Vale dizer que dos Estados Unidos (por estados) ao Irã, passando pela Europa e América Latina, vários países tomaram decisões de flexibilizar as penas. Mais uma vez, o governo federal apresenta medidas que parecem insuficientes e tem como expectativa o agravamento da crise.

Agravamento do quadro

As medidas de restrição recomendadas pelo Ministério da Justiça trazem consequências imediatas que devem estar no radar: primeiro, a exposição ao risco de vida de milhares de presos; segundo, a potencialização da crise na saúde pública mesmo fora dos presídios, já que os presos terão que ser atendidos em hospitais; e, por último, a possibilidade de uma resposta violenta do crime organizado, como ocorrido no estado de São Paulo.

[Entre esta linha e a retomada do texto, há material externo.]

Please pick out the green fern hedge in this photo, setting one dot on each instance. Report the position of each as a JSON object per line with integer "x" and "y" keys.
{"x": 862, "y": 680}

No final de março, 834 presos fugiram em rebeliões no estado. As fugas e rebeliões se deram após decisão do Tribunal de Justiça de SP de suspender saída de presos em regime semi-aberto com a justificativa de impedir alastramento nas unidades penitenciárias. Especialistas chamam atenção para um crescente aumento da tensão entre presos e o crime organizado em meio à pandemia.

Tendo esses fatores em mente, conclui-se que, ao contrário do que quer fazer parecer o governo federal, não se trata de uma “recomendação de concessão de regime domiciliar de forma generalizada para presos” para impor o caos à sociedade.

A tomada de medidas de desencarceramento racional, a partir de critérios pensados de forma fundamentada pelo CNJ é uma forma de proteger toda a população. O avanço da contaminação no sistema carcerário afeta, também, quem está do lado de fora, afinal 83.604 servidores prisionais entram e saem das prisões, todos os dias e podem levar a contaminação para as ruas.

Como medidas imediatas para evitar o agravamento da crise, deve-se imediatamente: levantar relatório com condição de lotação, saúde e higiene das unidades; seguir as recomendações do CNJ de maneira coletiva, ou seja, sem perder tempo com avaliações individuais de juízes que trabalham reativamente. Além de, por óbvio, garantir o cumprimento da Constituição de 1988 no que diz respeito às garantias de direitos básicos das quase oitocentas mil pessoas que cumprem pena no sistema carcerário no Brasil.